Still, the thought of perhaps seeing Jake again was irresistible. I parked the car and crossed the road. Inside the church, near the table of cups and saucers, I saw the old man with the tombstone teeth. “You came back.” He beamed. “How splendid.”
“Somehow I just couldn’t help myself.” I sat at the back, where I could watch everyone walk in and out. The church was already full. There was the same airless atmosphere, the same group of teenagers at the front, the same sea of red caps. Only the preacher was different. This time, a skinny man with a Northern accent stood on the dais with his cordless microphone. He was dressed entirely in black and looked like Johnny Cash. I didn’t listen to his words, just to his voice as it rose and fell with rhythmic monotony. Every few minutes, the congregation murmured approval. Occasionally they clapped.

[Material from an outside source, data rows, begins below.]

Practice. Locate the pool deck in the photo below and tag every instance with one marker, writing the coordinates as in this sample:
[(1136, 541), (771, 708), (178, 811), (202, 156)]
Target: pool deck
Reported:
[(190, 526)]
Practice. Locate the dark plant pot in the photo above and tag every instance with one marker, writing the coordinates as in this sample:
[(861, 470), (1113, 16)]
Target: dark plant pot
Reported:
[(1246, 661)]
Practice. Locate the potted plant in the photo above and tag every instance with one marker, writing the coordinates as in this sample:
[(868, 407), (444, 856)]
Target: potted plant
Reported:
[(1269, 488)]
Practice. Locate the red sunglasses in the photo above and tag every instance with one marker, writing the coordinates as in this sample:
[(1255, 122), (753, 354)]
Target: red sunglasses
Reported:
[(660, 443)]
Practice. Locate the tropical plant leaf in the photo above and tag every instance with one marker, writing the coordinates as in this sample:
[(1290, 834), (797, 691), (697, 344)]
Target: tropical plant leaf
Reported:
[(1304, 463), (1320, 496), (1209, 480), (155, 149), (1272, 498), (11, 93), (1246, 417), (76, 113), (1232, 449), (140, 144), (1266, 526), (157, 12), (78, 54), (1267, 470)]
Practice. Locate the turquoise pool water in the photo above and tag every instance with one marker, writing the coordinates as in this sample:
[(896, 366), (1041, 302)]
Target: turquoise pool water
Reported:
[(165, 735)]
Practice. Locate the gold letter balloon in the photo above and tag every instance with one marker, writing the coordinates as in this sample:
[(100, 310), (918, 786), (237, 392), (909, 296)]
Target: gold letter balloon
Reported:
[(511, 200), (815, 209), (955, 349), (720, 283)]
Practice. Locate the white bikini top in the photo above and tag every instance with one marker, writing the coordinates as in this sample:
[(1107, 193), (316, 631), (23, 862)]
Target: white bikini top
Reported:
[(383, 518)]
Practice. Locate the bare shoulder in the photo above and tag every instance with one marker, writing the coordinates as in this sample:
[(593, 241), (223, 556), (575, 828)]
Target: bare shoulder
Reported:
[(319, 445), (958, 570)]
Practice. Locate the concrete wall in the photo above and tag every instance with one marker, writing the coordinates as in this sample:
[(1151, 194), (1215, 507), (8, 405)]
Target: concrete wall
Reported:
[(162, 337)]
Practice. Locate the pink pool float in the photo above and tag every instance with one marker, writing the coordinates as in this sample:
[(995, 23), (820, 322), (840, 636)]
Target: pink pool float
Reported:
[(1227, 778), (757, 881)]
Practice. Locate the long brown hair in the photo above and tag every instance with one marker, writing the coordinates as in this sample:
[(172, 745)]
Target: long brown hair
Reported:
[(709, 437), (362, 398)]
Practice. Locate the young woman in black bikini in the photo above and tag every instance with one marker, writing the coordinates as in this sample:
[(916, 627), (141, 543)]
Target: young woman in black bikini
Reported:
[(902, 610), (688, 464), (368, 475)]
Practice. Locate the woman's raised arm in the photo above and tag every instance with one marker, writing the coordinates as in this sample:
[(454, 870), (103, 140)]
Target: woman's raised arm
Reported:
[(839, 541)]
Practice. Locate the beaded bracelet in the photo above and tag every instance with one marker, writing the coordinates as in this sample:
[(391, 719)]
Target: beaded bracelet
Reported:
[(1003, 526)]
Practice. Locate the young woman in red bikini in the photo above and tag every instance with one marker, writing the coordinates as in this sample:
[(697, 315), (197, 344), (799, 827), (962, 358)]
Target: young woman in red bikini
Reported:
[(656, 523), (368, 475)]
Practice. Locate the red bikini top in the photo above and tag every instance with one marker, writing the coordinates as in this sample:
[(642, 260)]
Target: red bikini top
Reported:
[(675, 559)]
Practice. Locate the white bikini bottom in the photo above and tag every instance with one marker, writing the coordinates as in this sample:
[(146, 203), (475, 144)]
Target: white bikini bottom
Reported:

/> I wasn’t so put off this time. I almost envied them—the way these people were able to walk into this broken-down hall, dump their faculties of reason, their doubts, and their failings at the door, and emerge an hour later refreshed for the week ahead. I could only imagine the joy of that. Then I must have nodded off, because the next thing I realized was that my head was jerking up and down and people were walking past me. Jake was one of the last to come out. He stopped when he saw me. His face was expressionless and I thought he was about to walk away. I followed him outside.
“I’m not stalking you,” I blurted. “I wanted to see you.” My breath condensed into frosty puffs that wavered between us. “I was so sorry not to say goodbye to you and Lily. Everything happened all at once. I sent you a note, trying to explain things and asking how you were. And then some messages through Facebook.”
“I never got the note,” he said. “But that’s no surprise. A load of stuff gets lost in our place. And I don’t do Facebook anymore. But I’m fine, thanks.” Even in less than two months, his voice had deepened, and there was much more golden fuzz about his chin. “It’s good to see you, really good. Lily and I, we’ve missed you.” He didn’t ask, but the question was there, unspoken.
“It’s hard to explain,” I said. I wanted to embrace him, to tell him how much I’d missed him and how often I’d thought of him. “Maybe it’s best not to try.” A man wheeling a pram came up from behind us and we moved away to let him pass. “I’m getting a curry across the road. Want to join me? And then I can drive you back home.”
He waggled his head about for a bit. “Sure. Why not?”
I’d never been properly inside the restaurant before. I’d just hung around the front counter until my takeaway was ready. The dining room was like every other old-fashioned Indian restaurant: flocked red wallpaper, statues of Hindi gods and goddesses, and an enormous flat-screen television blaring from the back. Jake looked around warily.